[ovs-dev] [PATCH v6] dpif-netdev: Assign ports to pmds on non-local numa node.

Mon Jun 26 07:03:51 UTC 2017

I think this is helpful in some cases where lower performance is an acceptable
tradeoff with more frugal and/or more flexible usage of cpu resources.

I did not test it since Ian has already done that, but I reviewed
the code change and other related code.

One comment inline regarding the added documentation.

Otherwise, Acked-by: Darrell Ball <dlu998 at gmail.com>

On 5/10/17, 8:59 AM, "ovs-dev-bounces at openvswitch.org on behalf of Billy O'Mahony" <ovs-dev-bounces at openvswitch.org on behalf of billy.o.mahony at intel.com> wrote:

    From: billyom <billy.o.mahony at intel.com>

    Previously if there is no available (non-isolated) pmd on the numa node
    for a port then the port is not polled at all. This can result in a
    non-operational system until such time as nics are physically
    repositioned. It is preferable to operate with a pmd on the 'wrong' numa
    node albeit with lower performance. Local pmds are still chosen when
    available.

    Signed-off-by: Billy O'Mahony <billy.o.mahony at intel.com>
    ---
    v6: Change 'port' to 'queue' in a warning msg
    v5: Fix warning msg; Update same in docs
    v4: Fix a checkpatch error
    v3: Fix warning messages not appearing when using multiqueue
    v2: Add details of warning messages into docs

     Documentation/intro/install/dpdk.rst | 10 +++++++++
     lib/dpif-netdev.c                    | 43 +++++++++++++++++++++++++++++++-----
     2 files changed, 48 insertions(+), 5 deletions(-)

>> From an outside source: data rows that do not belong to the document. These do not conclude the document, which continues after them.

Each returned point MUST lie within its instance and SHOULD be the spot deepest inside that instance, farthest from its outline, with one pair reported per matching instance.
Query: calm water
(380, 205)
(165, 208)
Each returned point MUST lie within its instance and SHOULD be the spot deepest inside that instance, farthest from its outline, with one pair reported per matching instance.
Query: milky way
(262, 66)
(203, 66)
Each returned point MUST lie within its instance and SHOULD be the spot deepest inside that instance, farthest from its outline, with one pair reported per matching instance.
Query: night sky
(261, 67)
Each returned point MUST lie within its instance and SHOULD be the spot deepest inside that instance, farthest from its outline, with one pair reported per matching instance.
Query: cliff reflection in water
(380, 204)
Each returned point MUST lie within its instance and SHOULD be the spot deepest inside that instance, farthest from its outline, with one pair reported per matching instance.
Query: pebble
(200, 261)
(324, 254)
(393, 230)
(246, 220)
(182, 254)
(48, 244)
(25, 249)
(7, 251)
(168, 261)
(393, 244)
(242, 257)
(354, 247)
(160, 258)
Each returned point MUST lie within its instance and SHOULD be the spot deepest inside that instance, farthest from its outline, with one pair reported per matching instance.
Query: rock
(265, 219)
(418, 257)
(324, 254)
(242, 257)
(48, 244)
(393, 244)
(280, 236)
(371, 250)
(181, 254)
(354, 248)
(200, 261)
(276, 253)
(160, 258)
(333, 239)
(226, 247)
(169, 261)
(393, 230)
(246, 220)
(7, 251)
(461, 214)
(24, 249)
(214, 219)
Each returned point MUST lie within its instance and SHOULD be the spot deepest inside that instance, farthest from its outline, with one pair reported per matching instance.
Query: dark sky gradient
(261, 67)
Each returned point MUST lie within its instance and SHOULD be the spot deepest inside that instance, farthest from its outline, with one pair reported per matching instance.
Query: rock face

    diff --git a/Documentation/intro/install/dpdk.rst b/Documentation/intro/install/dpdk.rst
    index d1c0e65..7a66bff 100644
    --- a/Documentation/intro/install/dpdk.rst
    +++ b/Documentation/intro/install/dpdk.rst
    @@ -460,6 +460,16 @@ affinitized accordingly.
         pmd thread on a NUMA node is only created if there is at least one DPDK
         interface from that NUMA node added to OVS.

    +  .. note::
    +   On NUMA systems PCI devices are also local to a NUMA node.  Rx queues for
    +   PCI device will assigned to a pmd on it's local NUMA node if pmd-cpu-mask
    +   has created a pmd thread on that NUMA node.  If not the queue will be
    +   assigned to a pmd on a remote NUMA node.

I think the below text is a bit more accurate
+  .. note::
+   On NUMA systems PCI devices are also local to a NUMA node.  Rx queues for
+   a PCI device will be assigned to a pmd on it's local NUMA node.  A pmd is
+   created if at least one dpdk interface is added to OVS on that NUMA node or
+   if the pmd-cpu-mask has created a pmd thread on that NUMA node.  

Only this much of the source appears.